A new analysis from Australia, based on records from a poisons centre in the state of New South Wales, has revealed an increase in the number of essential oil poisonings in recent years, with more than half of calls to the centre regarding children.

University of Sydney researchers identified 4,412 cases of essential oil exposure dating between July 2014 and June 2018, and broke them down into times, type of oil, changes over time, and the characteristics of the affected individual.

They found that from 2014 to 2015, 1,011 calls were made to the centre by individuals or parents representing a potential poisoning. In 2017 to 2018, that number was up by more than 16 percent, to 1,177 cases.

Most of the poisonings – 80 percent – were purely accidental, mistaking the bottle for another pharmaceutical like a cough syrup. Only around 2 percent resulted from intentionally taking the essential oil based on misinformation.

Perhaps most concerning was that in 63 percent of cases, the person who was affected was under the age of 15.

"The onset of toxicity can be rapid, and small quantities (as little as 5 millilitres) can cause life-threatening toxicity in children," the researchers write in their report.

The overall numbers might not seem huge, especially when compared with cases involving other substances, including actual medications.

For example, a study released earlier this year based on data from the same centre found more than 95,000 hospital admissions were the result of paracetamol (acetaminophen) ingestion between 2007 and 2017 – a number that also revealed an alarming upward trend.

Behind both of these numbers is a context we need to keep in mind, one concerning the prevalence of each treatment, the way we market them, and the likelihood of their respective benefits.

Being essential doesn't make the oils important, so don't let the description fool you. The 'essence' refers to the volatility of the oils, which are removed by heating particular botanicals, often in a steam distillation process.

That means a fragrant plant, such as lavender, peppermint, or eucalyptus, has its aromatic compounds concentrated into a form which is then sold for use in oil burners and vaporisers.

They might smell nice, but recently essential oils have attracted increasing interest as a natural-seeming alternative to actual pharmaceuticals.

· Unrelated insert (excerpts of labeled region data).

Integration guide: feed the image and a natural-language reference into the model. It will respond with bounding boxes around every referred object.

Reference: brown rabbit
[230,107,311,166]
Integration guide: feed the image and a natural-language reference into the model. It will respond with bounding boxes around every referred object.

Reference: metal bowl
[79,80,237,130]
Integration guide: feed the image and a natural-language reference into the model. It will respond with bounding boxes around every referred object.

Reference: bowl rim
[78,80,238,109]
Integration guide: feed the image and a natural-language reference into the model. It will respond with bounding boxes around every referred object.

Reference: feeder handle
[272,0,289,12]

Pulling apart the hype and branding from the evidence is no simple task. Some oils, like witch hazel and thymol, do seem to have antiseptic or anti-parasitic qualities. And soothing scents, regardless of bioactivity, might help alleviate stress for psychological reasons.

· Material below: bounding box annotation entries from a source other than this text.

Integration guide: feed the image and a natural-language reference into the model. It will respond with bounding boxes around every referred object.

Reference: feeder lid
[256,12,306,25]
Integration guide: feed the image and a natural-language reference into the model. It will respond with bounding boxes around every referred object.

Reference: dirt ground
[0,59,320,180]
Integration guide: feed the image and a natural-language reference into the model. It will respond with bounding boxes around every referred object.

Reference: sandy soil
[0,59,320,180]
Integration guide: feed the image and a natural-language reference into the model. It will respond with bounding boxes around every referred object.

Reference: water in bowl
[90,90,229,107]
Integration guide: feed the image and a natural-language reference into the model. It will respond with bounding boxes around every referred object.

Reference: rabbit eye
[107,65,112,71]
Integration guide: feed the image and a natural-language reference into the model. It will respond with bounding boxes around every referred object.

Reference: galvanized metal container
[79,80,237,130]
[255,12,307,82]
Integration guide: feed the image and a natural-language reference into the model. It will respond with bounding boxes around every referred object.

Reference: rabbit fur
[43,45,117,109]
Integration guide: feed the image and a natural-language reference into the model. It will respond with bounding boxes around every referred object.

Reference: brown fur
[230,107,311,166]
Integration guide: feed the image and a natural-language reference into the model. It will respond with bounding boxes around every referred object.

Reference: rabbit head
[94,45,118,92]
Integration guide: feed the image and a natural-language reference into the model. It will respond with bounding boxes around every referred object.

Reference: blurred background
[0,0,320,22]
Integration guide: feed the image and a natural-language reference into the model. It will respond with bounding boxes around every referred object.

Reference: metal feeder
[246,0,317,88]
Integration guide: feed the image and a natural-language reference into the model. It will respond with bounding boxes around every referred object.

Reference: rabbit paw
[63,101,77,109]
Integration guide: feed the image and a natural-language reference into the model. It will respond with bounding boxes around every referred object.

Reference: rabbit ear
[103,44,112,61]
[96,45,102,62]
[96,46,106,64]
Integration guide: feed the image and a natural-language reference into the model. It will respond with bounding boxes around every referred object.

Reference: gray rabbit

Not all oils are of equal concern, either. Most commonly essential oils produce skin irritations or contact dermatitis. Others contain naturally occurring compounds known as endocrine disruptors, which have the potential to interfere with our hormones in unwanted ways.

But the researchers found just under half of the calls made to the centre were for eucalyptus essential oils. Taking just a few millilitres can result in stomach pains, nausea, and in some cases, even convulsions.

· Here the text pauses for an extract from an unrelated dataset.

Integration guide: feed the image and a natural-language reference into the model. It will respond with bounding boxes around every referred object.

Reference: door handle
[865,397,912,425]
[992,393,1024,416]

Deaths from essential oil poisoning are extremely rare, but have been recorded. A systematic review conducted in 2012 of 71 cases of adverse effects found a single confirmed case of an 80-year-old male dying from wintergreen poisoning.

As is often the case with natural remedies, it can be easy to oversell the benefits while downplaying the risks. Around the world, medicine regarded as alternative sits at a "crossroad" of regulation, seeking the benefit of science's stamp of approval without the sense of control and authority.

Knowing just how to categorise and regulate the use of essential oils as a medical treatment is therefore easier said than done.

The researchers have some places we could start.

"Flow restrictors and child-resistant closures would be desirable, but containers are only required to have such closures when the essential oil volume exceeds 15 millilitres," they write.

On an individual level, we can all start by simply seeing essential oils as potentially dangerous substances.

"Safe storage is important, and we recommend that essential oils be kept separate from oral medications to prevent therapeutic errors," the researchers advise.

This research was published in the Medical Journal of Australia.